Find the poles or removable singularities of the following functions and determine their orders:

$(z^2 + 1)^{-3}(z - 1)^{-4}$.
$z\cot(z)$.
$z^{-5}\sin z$.
$\frac{z}{1 - \exp(z)}$.
$\frac{1}{1 - \exp(z)}$.

Solution

1

The order of the pole at $i$ is $3$.
The order of the pole at $1$ is $4$.

2

$\sin(z) = 0$ if and only if $z = k\pi$.

For any $k \in \mathbb{Z}$,

\[\begin{align*} \frac{z - k\pi}{\sin(z)} &= \frac{z - k\pi}{\sin(z - k\pi)} \\ &= \frac{z - k\pi}{(z - k\pi) - \frac{(z - k\pi)^3}{3!} + \frac{(z - k\pi)^5}{5!} - \cdots} \\ &= \frac{1}{1 - \frac{(z - k\pi)^2}{3!} + \frac{(z - k\pi)^4}{5!} - \cdots}. \end{align*}\]

The singularity at 0 is removable because the given function is $z\cot(z) = \cos(z)\frac{z}{\sin(z)}$.
The order of the pole at $k\pi$ for a nonzero $k \in \mathbb{Z}$ is 1.

3

\[\begin{align*} \frac{\sin(z)}{z^5} &= \frac{z - \frac{z^3}{3!} + \frac{z^5}{5!} - \cdots}{z^5} \\ &= \frac{1 - \frac{z^2}{3!} + \frac{z^4}{5!} - \cdots}{z^4}. \end{align*}\]

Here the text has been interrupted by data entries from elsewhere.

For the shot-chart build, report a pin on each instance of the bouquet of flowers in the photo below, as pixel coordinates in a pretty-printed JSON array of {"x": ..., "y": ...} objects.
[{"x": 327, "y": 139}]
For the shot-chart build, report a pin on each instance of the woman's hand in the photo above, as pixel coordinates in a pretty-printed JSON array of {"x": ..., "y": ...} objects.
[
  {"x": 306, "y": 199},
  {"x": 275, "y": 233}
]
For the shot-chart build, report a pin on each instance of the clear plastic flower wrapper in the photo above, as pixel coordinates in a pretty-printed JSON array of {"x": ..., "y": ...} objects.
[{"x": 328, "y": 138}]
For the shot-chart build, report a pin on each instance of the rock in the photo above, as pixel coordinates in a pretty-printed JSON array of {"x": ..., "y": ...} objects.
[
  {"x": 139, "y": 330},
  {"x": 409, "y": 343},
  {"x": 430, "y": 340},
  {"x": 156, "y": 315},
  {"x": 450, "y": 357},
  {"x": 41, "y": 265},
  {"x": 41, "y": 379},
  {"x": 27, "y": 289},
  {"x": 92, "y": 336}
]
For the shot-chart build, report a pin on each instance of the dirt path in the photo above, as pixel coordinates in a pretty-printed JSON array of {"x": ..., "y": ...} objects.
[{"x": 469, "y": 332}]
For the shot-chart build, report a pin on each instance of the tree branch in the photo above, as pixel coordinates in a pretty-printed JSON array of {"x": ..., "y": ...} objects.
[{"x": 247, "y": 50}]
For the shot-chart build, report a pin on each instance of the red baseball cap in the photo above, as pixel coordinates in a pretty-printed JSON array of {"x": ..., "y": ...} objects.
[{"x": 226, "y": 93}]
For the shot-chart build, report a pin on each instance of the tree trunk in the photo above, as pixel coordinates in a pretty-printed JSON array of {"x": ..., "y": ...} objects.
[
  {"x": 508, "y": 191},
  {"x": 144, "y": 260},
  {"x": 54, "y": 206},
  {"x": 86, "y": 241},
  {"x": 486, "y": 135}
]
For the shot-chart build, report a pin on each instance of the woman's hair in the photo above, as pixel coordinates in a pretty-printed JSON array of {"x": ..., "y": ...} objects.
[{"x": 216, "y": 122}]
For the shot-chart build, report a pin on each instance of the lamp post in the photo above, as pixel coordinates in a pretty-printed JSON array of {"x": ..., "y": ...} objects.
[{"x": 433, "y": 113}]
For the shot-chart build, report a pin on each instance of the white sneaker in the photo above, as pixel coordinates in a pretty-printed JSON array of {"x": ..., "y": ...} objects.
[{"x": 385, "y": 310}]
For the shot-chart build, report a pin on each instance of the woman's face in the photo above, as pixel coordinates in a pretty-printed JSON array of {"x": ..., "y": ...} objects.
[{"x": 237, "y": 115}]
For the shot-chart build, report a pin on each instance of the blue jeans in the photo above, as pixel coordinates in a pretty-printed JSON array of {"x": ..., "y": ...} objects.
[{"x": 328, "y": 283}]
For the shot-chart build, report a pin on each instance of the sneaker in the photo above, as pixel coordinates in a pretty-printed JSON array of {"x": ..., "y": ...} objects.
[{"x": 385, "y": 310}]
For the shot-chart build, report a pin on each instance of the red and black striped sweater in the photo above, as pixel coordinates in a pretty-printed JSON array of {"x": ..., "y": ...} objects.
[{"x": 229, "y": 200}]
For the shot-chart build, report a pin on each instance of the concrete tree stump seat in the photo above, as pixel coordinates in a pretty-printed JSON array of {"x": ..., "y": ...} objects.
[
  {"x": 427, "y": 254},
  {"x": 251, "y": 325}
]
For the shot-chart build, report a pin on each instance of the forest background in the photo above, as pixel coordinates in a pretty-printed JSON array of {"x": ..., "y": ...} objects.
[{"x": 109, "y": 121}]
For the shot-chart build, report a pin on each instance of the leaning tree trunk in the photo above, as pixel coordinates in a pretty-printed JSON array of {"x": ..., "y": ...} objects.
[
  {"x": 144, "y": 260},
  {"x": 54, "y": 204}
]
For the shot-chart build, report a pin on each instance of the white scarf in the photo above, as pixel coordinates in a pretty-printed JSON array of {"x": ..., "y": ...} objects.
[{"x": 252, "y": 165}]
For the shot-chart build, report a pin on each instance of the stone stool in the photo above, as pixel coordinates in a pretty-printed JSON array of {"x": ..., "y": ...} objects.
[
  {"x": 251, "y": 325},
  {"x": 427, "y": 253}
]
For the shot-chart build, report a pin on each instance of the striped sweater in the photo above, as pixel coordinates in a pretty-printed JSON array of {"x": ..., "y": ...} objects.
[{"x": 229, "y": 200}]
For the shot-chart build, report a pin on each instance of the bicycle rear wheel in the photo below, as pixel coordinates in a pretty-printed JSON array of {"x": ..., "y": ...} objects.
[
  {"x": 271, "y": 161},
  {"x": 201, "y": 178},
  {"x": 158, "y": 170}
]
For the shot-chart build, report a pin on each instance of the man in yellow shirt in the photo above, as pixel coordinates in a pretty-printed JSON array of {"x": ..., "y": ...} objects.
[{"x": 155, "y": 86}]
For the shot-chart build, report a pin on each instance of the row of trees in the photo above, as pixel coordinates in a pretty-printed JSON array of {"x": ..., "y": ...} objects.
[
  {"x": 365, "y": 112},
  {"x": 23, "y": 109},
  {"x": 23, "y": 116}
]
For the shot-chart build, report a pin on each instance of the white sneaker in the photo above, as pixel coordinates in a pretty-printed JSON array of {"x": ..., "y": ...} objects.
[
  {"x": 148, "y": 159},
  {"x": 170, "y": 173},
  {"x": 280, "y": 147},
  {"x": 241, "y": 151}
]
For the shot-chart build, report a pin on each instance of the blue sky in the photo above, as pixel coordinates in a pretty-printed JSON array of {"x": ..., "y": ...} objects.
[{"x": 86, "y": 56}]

The order of the pole at $0$ is 4.

4

$\exp(z) = 1$ if and only if $z = 2k\pi i$.

For any $k \in \mathbb{Z}$,

\[\begin{align*} \frac{z - 2k\pi i}{1 - \exp(z)} &= \frac{z - 2k\pi i}{1 - \exp(z - 2k\pi i)} \\ &= \frac{z - 2k\pi i}{1 - (1 + \frac{(z - 2k\pi i)}{1!} + \frac{(z - 2k\pi i)^2}{2!} + \cdots)} \\ &= \frac{-1}{\frac{1}{1!} + \frac{(z - 2k\pi i)^1}{2!} + \cdots}. \end{align*}\]

The order of the pole at $2k \pi i$ is 1 as shown above.

5

Using the same argument as above, we can conclude that

The singularity at 0 is removable because the given function is $\frac{z}{1 - \exp(z)}$.
The order of the pole at $2k \pi i$ with $k \ne 0$ is 1.